What is bridging finance and what are the pros and cons of it?
Bridging loans are short-term loans for property investors in a variety of situations. Since the financial crisis in 2008, lenders have been hesitant with lending on ‘high risk’ properties and with Brexit looming, this is only likely to continue until we have left the EU and there is more certainty in the market.
Bridging loans offer a borrowing solution for property investors in the short-run, who are struggling to obtain a standard mortgage at that point in time. With bridging loans typically running up to a maximum of 18 months, this reduces the risk on the lenders’ behalf as they are not lending money on a high risk property for a long period of time. A bridging loan offers investors a certain period of time in which they can decide what their next port of call should be regarding the property in question (selling or remortgaging the property).
There are two types of bridging loans:
Open bridging – Used when there isn’t a definite exit date for the lender because long term finance isn’t in place. This type of bridging is most common.

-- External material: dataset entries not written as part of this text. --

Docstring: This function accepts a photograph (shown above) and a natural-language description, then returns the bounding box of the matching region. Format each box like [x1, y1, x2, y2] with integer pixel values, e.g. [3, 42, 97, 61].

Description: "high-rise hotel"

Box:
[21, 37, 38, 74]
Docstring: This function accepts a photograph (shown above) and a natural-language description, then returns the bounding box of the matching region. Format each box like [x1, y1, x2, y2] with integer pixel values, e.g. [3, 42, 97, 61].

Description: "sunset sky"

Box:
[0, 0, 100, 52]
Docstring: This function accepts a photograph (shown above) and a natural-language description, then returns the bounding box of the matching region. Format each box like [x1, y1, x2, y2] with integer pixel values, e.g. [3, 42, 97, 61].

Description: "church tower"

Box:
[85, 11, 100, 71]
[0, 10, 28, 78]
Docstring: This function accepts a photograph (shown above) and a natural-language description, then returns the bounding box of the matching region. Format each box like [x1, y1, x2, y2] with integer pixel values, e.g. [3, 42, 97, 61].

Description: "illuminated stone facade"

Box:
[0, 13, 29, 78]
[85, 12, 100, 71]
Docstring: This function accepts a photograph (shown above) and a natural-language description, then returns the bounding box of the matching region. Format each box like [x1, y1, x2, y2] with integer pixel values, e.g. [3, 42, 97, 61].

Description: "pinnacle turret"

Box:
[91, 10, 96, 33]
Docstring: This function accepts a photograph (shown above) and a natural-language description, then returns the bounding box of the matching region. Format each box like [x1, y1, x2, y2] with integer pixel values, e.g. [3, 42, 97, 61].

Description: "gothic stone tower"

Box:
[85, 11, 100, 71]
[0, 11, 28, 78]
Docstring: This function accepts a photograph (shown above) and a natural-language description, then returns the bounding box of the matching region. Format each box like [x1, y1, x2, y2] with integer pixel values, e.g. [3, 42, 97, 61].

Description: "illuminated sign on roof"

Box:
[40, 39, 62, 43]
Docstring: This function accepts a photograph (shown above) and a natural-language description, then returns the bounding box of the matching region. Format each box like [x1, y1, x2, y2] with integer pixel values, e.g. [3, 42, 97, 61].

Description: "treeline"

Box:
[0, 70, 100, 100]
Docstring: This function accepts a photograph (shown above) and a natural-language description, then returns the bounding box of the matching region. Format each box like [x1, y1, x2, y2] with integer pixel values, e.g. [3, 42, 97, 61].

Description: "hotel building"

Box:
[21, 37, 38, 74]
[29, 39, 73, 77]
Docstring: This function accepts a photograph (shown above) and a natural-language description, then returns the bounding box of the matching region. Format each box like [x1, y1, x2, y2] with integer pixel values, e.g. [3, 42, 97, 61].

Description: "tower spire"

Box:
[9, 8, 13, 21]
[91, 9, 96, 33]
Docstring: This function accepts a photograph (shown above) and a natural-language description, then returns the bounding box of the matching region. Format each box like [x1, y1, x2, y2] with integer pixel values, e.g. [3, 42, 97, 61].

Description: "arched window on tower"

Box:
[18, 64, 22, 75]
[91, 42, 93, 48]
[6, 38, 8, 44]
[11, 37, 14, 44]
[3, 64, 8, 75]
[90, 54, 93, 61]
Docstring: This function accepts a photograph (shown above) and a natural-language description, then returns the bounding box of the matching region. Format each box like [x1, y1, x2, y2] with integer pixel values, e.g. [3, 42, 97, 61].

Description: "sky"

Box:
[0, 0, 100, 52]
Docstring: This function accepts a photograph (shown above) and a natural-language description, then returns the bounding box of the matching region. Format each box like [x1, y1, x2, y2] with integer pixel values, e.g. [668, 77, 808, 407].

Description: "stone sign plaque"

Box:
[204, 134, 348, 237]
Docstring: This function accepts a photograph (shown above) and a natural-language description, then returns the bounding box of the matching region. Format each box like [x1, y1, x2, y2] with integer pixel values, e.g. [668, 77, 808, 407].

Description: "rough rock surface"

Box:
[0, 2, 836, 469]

Closed bridging – This type of bridging is only applicable if there is a guaranteed exit in place because long term financing has been sorted.
There are certain benefits and risks associated with bridging loans:
Bridging loans are quick to arrange – Bridging for investment is unregulated by the government so lenders can act swiftly with the process.
Repayment options – Unlike standard mortgages, investors can add up all of their monthly payments and pay the total sum at the end of the bridging period.
Can be done as a second charge – Most of the time, a lender has the first call on any funds that come from a property sale but bridging loans can be approved as a second charge so lenders can still issue bridging loans on properties that already have long term financing in place.
Less strict lending criteria – Lenders often place the potential profitability of the deal as a priority over the financial situation of the borrower so credit scores can sometimes be disregarded.
No early exit fees – Most bridging lenders make their profit via interest rates so if there is an early repayment on the loan from the borrower, no charges will be applied.
You can get up to 100% LTV – A small collection of bridging lenders offer 100% of the property value, provided that there is some sort of security in place.
High interest rates – You can expect monthly rates to be around 1%-1.5%for an open bridge which works out as 12.68%-19.5% yearly.
Larger fees – Product fees for the borrower are higher than standard mortgages and can be expected to be around 1.5% of the loan amount.
Currently unregulated for investment – Although this speeds up to mortgage process as mentioned in the Pros section, it also means that you are not protected by the Financial Conduct Authority (FCA) and are not eligible for any compensation should the worst happen.
Varies lending rates – There can be wide variations of interest rates charged between lenders in contrast to standard mortgages so seeing a broker in order to get the best deal for you is strongly advised.